To Americans, most of this seems downright wacky and unrelated to their security. But the debate over junk, scans, and pat-downs is missing a critical line of conservation. Folks should be asking and TSA should be explaining exactly what security measures actually are necessary and indeed do make passengers safer against terrorism? While there are undoubtedly some who would favor no security at the airports, it is clear that most Americans support security measures of one form or the other. In fact, in 2008, a study of 2,800 people found that 70% thought that the government was “doing an excellent or good job protecting air travel.” That’s opposed to 13% who thought the Department of Homeland Security was doing enough to enforce immigration laws (that’s for another blog).
Most law-abiding citizens want to know that there is indeed a method to the madness. Hello, TSA? Can you hear us? The right answer should be that TSA will have physical security measures, but they will be used to target passengers on the basis of risk. Hint to TSA: not everyone going through security is a risk. Differentiating between sweet Susie law-abiding citizen and would-be terrorist starts before either of them would ever enter the airport walls. In fact, previously foiled terrorist attacks have taught us that the best way to stop terrorism is to focus on improving the flow of intelligence between local, state, and federal law enforcement and empowering them to track down terror leads in communities. Additionally, working with our international partners and robust-interagency coordination on visa and intelligence matters is equally vital. Watchlists like Secure Flight assist TSA in stopping a terrorist from ever getting on a plane, and they don’t involve any kind of awkward pat-down.

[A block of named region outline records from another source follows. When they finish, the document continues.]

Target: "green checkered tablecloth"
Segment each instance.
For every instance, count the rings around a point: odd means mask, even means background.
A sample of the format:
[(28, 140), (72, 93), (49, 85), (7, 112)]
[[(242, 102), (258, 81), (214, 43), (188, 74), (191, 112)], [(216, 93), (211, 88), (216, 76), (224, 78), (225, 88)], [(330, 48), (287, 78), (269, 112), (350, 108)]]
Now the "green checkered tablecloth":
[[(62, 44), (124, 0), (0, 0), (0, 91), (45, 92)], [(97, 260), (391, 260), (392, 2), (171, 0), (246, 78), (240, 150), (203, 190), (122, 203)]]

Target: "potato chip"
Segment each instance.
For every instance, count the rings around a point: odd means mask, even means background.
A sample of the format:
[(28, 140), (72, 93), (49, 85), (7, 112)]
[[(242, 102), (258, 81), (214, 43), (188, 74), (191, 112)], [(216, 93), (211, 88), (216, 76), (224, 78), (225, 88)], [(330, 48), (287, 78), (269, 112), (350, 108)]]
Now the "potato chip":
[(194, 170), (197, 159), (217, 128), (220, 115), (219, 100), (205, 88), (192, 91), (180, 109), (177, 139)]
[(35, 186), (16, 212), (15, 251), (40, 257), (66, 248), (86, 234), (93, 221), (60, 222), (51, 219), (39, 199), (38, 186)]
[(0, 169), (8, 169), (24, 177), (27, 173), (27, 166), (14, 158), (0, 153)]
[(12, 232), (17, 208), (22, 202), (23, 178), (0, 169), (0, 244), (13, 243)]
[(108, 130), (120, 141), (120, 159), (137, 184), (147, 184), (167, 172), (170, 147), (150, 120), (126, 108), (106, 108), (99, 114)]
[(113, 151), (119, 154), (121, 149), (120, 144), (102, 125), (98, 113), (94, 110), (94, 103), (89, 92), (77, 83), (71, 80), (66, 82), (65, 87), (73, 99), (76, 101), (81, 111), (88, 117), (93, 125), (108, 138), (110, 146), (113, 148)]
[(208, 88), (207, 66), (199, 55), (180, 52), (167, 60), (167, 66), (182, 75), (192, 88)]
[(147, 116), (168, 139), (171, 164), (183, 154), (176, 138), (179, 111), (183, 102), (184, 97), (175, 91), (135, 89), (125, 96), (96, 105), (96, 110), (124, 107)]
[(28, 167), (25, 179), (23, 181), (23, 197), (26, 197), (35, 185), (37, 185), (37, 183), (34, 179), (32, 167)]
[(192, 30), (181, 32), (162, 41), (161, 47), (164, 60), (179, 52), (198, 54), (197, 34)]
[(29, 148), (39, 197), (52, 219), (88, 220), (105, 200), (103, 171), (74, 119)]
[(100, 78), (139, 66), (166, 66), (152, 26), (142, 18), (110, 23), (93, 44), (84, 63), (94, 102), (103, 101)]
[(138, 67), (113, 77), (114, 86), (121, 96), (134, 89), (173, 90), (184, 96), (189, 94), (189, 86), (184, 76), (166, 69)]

It is equally naïve to think that there would never be a reason to subject passengers to physical screening, or even a full body scan or pat-down at an airport. Anyone who suggest otherwise would be great to play in a game of poker. If intelligence leads TSA screeners to believe that a person requires additional review based on credible intelligence—Americans should expect, if not demand that the government pull them aside. Most of this physical screening has no place, however, in primary inspection lines. Pretending that everyone is a risk is a weak way to do intelligence—the onus is on TSA and DHS as a whole to improve this process.